Part of the contract-ops CLI suite. extract-cli is the suite's passport control — the open-loop front door. The rest of the suite is a closed loop that only handles documents it authored from its own templates; extract-cli ingests any document (yours or a counterparty's foreign paper) and emits a structured representation the pipeline can consume: template-vault-cli (storage) feeds draft-cli (fill placeholders) → nda-review-cli (review, redline, negotiate) → docx2pdf-cli (DOCX → PDF) → sign-cli (signing + audit). Cross-version drift detection via compare-cli. Showcase site.

extract-cli sits upstream of review: it turns foreign paper into the suite's canonical, structured vocabulary. Its output is a cross-CLI data contract — see docs/INTEROP.md and docs/spec/extract-output.schema.json.

ingest (extract) → review → diff → convert → sign
   ^you are here

What it does

Give it a contract in .md / .txt (native), .docx, or .pdf, and it returns structured JSON: the parties, dates, term, governing law, a clause map normalized onto the suite's canonical clause vocabulary, a defined-term inventory, and a headline value. Every field carries a confidence and a source so downstream tools verify, don't trust.

It is stdlib-only, single-file, terminal-first, and composable. No DB, no daemon, no network in the default path.

Install

pip install extract-cli                 # core: .md/.txt + best-effort .docx/.pdf
pip install "extract-cli[docx]"         # higher-fidelity .docx (python-docx)
pip install "extract-cli[pdf]"          # higher-fidelity .pdf (pypdf)
pip install "extract-cli[docx,pdf]"     # both

The core has zero runtime dependencies and is fully functional on .md/.txt with no extras. .docx and .pdf work out of the box via stdlib readers; the [docx]/[pdf] extras improve fidelity on complex documents (see ARCHITECTURE.md).

The two extraction tiers

extract-cli is explicit about how it knows each field — encoded in every field's source and in _meta.tiers_used.

Tier When Fields Network?
deterministic always on (default) parties, dates, defined terms, clause map, governing law, best-effort term/notice/value none
llm opt-in via --llm only renewal mechanics, obligation phrasing, ambiguous governing law yes (your provider)

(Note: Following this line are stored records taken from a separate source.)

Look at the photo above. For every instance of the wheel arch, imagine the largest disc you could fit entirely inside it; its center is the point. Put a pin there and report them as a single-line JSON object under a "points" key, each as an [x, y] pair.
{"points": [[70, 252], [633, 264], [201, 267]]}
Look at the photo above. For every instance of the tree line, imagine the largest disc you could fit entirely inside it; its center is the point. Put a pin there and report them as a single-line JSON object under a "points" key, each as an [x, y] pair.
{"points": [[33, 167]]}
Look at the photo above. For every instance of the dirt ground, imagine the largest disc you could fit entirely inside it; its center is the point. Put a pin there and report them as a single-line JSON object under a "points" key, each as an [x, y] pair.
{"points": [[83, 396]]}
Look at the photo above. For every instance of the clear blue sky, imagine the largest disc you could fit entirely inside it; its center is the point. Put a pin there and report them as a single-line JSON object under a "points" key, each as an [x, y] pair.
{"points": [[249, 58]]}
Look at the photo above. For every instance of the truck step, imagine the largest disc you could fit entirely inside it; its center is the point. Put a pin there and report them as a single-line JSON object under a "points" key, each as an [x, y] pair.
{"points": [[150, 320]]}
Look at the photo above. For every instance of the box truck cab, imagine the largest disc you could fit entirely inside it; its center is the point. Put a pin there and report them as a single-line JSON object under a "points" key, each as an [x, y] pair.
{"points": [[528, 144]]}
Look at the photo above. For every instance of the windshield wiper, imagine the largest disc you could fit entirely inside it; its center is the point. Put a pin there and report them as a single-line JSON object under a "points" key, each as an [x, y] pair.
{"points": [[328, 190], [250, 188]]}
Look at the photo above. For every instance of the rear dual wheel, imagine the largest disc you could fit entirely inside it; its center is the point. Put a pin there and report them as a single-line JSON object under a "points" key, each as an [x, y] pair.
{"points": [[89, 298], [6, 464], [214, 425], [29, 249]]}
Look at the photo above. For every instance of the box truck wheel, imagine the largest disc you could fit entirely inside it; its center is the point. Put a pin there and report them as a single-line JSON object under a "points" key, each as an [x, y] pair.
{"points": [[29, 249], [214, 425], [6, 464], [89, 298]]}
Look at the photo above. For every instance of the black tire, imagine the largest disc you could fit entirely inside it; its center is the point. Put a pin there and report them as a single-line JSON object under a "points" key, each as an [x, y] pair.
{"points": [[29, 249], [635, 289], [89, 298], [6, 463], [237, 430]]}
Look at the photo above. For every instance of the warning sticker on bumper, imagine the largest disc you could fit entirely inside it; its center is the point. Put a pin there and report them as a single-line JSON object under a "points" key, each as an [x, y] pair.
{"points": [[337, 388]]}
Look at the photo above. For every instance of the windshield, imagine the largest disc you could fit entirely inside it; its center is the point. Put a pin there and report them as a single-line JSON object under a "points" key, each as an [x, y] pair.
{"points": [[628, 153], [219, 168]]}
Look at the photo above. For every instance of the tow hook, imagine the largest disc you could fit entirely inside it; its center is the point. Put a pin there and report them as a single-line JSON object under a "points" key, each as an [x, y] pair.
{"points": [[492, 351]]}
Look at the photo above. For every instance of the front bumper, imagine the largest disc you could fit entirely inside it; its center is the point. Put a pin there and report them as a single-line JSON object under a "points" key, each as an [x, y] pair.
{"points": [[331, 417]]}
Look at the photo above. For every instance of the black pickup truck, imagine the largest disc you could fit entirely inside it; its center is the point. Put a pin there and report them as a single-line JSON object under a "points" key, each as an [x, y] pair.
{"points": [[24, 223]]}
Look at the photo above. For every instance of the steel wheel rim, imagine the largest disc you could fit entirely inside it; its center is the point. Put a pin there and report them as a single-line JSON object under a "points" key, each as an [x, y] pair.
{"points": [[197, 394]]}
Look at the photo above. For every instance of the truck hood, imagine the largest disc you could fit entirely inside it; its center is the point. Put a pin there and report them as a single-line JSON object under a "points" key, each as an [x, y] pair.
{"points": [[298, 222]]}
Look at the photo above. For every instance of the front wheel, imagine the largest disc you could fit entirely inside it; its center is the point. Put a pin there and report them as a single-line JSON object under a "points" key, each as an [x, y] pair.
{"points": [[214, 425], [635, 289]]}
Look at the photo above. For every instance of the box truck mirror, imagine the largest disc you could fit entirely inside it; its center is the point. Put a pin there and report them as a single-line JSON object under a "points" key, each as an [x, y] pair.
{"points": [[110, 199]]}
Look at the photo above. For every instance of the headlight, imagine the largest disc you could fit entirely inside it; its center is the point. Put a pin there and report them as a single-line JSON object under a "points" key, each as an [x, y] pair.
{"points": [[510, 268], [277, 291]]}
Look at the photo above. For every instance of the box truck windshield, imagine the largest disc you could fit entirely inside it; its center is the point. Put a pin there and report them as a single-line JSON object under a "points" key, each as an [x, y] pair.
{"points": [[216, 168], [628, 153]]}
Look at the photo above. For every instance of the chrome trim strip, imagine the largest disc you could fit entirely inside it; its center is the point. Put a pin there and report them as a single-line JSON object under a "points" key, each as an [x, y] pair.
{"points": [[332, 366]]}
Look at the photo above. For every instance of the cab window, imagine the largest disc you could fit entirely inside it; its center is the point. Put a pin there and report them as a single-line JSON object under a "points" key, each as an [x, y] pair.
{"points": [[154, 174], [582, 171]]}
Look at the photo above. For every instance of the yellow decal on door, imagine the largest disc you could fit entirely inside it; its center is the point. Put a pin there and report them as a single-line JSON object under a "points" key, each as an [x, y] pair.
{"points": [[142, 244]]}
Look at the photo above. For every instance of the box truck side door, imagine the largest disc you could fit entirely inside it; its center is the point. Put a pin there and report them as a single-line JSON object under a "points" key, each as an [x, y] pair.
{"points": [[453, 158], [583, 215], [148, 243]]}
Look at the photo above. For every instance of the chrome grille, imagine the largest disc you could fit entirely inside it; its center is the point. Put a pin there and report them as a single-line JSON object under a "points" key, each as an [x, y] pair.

The deterministic core is fully useful without the LLM. The LLM tier is opt-in, never in a hot path, and gated behind an explicit flag and a config file — if no config is present, --llm degrades gracefully with a warning and you still get the full deterministic output.

Commands

extract <path>            # parse a document → structured JSON on stdout (default)
extract schema            # print the output JSON Schema (the cross-CLI contract)
extract fields            # list extractable fields and their tier
extract demo              # run on a bundled fixture and show the narrative
extract completion bash   # emit a shell-completion script (bash|zsh)

Flags

Flag Meaning
--llm Opt-in LLM enrichment of fuzzy fields (off by default)
--fields a,b,c Emit only a subset of top-level fields (e.g. parties,clauses)
--format json|table Output format (default json)
--no-confidence Omit confidence/source markers (reduced convenience view)
--json Force JSON to stdout (the default)
--why Rationale block on stderr
-q, --silent, --quiet Suppress non-error diagnostics
--no-color Disable ANSI color (also honors NO_COLOR / FORCE_COLOR)
-V, --version Print extract-cli X.Y.Z

Streams follow the suite convention: stdout is the machine payload (JSON), stderr is for humans (--why, warnings, errors). Exit codes: 0 success, 1 low-signal document (e.g. a scanned/empty PDF), 2 bad usage.

Output shape (abridged)

{
  "document":   { "title": "...", "format": "markdown", "sha256": "…", "source_path": "nda.md" },
  "parties":    [ { "name": "Acme Robotics, Inc.", "role": "Disclosing Party", "confidence": 0.9, "source": "deterministic" } ],
  "dates":      { "effective": { "value": "2024-03-01", "confidence": 0.85, "source": "deterministic" }, "expiration": { "value": null, "confidence": 0.0, "source": "none" } },
  "term":       { "length": { "value": "3 years", ... }, "auto_renew": { "value": true, ... }, "notice_period_days": { "value": 60, ... } },
  "governing_law": { "value": "State of Delaware", "confidence": 0.85, "source": "deterministic" },
  "clauses":    [ { "canonical_title": "Confidentiality", "detected_title": "## Confidentiality Obligations", "tier": "h2", "span": {"start": 0, "end": 120}, "confidence": 0.95, "source": "deterministic", "mapped": true } ],
  "defined_terms": [ { "term": "Confidential Information", "confidence": 0.6, "source": "deterministic" } ],
  "value":      { "value": "$50,000", "confidence": 0.6, "source": "deterministic" },
  "_meta":      { "extractor_version": "0.1.0", "tiers_used": ["deterministic"], "llm_used": false }
}

The clause map (the differentiator)

A counterparty's "SECTION 7. NON-DISCLOSURE" and your template's "## Confidentiality" are the same clause. extract-cli reuses template-vault-cli's clause-detection cascade (Tier 1 ## H2 headings → Tier 2 bold-numbered **1. …** → Tier 3 ALL-CAPS lines) and a built-in canonical alias vocabulary to normalize foreign clause titles onto the names the rest of the suite already speaks. Clauses it can't map are kept with mapped: false (and a * in the table view) so nothing is silently dropped.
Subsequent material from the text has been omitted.